UPF is wellness grifting bullshit tweaked to hit all the middle class prejudice hot buttons. Sliced bread from Aldi: Poison. Baguette from your local artisan sourdough place with a queue of bearded blokes: totally fine.

Come on people.

I came to say this. It's just another thing aimed mostly at women to add guilt and work onto an already full plate (no pun intended).

Do you think men are spending a significant amount of time reconciling whether it's ok to give their child a specific type of jam in the morning? They're absolutely not.

Sugarnspicenallthingsnaice · 05/01/2025 23:50

samarrange · 05/01/2025 23:32

Yes, Chris van Tulleken is making quite a career out of the whole UPF thing. But maybe that's part of what PP was referring to as the grift.

I recommend this podcast, by a respected scientist and science writer, for some sober evaluation of UPFs: www.thestudiesshowpod.com/p/episode-6-ultra-processed-foods

I'm sure if you heard a scientist or doctor saying exactly what you wanted to hear, you wouldn't be so quick to accuse them of 'making a career out of it'. Confirmation bias - the ones you agree with are respectable, the ones you don't agree with must have an agenda.

The heart of what Van Tulleken is saying is:
-Whole food, in or close to its natural state, is what you have evolved to eat.
-Packaged food made in factories is produced to maximise profits and not with your good health as a priority.
-The former is therefore almost always better for you than the latter, and is what you should aim for as much as possible.

Taking the celebrities and internet experts out of the equation for a minute, does anyone actually disagree with this? If you do, I'd love to hear your reasons.

ODFOx · 05/01/2025 23:51

Tealpins · 05/01/2025 20:31

Oh my god. UPF is pure bullshit.

There's some evidence about food cooked at very high temperatures- but you can get muesli if this worries you.

UPF is wellness grifting bullshit tweaked to hit all the middle class prejudice hot buttons. Sliced bread from Aldi: Poison. Baguette from your local artisan sourdough place with a queue of bearded blokes: totally fine.

Come on people.

We'll, it isn't. But there is a wide difference between processed cereal, fake plant milk, fruit squash as a breakfast and a cube of oat, egg and cheddar flapjack.
The world if artificial additives is so confusing. In my head (for my sanity), it works like this: any food that can't be made nice by the way it is cooked or the addition of other foods can't be ok. If it needs to have something artificial or unrecognisable added it isn't good.
Basically if it only tastes good because of artificial stuff then it isn't good for you.

Jk987 · 05/01/2025 23:51

Weetabix and shredded Wheat are ok.

Don't buy pastries. Bananas, dates and nuts instead.

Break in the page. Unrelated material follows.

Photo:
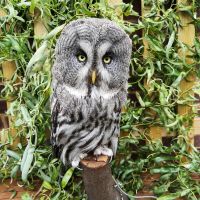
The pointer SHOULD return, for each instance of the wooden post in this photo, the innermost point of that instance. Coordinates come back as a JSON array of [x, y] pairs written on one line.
[[98, 180], [186, 35]]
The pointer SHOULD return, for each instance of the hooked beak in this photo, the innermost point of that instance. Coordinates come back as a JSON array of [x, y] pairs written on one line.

Thecrawdadssing · 05/01/2025 23:52

Ayechinnyreckon · 05/01/2025 23:44

Well, we're somewhere in the middle! DS is allowed downstairs at 6am and DC2 whenever she wakes up. They can have what they want from a pre-determined selection of things (which is the selection I'm looking at adjusting off the back of this thread). They aren't allowed to use the oven or hob or knives and crafting is allowed but with the safety scissors only. They tend to make dens, build stuff out of Lego it draw. Usually with netflix on in the background. They've to be dressed for school by 8am. They're ace kids and we've had not had much trouble from this system and I'm definitely enjoying a bit more sleep!

Me and my brothers were the same. So are my nieces & godchildren. We were all perfectly capable to be up before my mum in primary school.

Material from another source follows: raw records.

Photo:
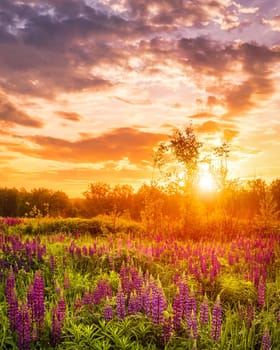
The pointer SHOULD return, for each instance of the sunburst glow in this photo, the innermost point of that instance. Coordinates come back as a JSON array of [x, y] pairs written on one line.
[[207, 182]]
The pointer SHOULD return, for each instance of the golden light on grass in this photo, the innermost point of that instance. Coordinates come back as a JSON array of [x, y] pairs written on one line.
[[206, 182]]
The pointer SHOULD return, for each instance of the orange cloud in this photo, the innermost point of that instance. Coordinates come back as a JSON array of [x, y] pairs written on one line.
[[114, 145]]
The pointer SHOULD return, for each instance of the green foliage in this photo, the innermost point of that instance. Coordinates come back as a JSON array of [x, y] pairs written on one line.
[[236, 290]]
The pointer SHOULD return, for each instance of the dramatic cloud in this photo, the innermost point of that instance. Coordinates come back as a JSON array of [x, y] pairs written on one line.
[[71, 116], [92, 75], [115, 145], [10, 115]]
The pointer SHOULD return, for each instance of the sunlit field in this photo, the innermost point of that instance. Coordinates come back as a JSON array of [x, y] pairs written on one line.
[[129, 289]]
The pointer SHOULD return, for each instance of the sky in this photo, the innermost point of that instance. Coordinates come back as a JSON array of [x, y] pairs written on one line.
[[89, 88]]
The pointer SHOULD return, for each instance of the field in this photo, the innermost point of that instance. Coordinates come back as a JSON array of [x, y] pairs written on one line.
[[132, 290]]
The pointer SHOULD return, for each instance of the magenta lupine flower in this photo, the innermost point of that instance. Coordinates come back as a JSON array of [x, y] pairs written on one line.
[[261, 294], [23, 328], [88, 298], [204, 312], [11, 299], [66, 281], [52, 263], [166, 330], [102, 290], [194, 330], [250, 315], [58, 316], [266, 345], [216, 320], [77, 304], [108, 312], [133, 304], [10, 285], [120, 304], [178, 312], [125, 279], [13, 310], [158, 305], [38, 300]]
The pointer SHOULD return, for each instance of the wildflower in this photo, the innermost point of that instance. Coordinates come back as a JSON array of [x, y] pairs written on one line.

I assume the kids in that story with the chaotic kitchen had parents who didn’t mind them messing up the kitchen, if the pancake making was a regular thing I mean . I can’t see many parents allowing that.

I have suffered from sleep deprivation for long periods of time and I wouldn’t wish it on anyone. Sleep is so important so if you don’t need to wake up at 5.30am you’re quite right not to!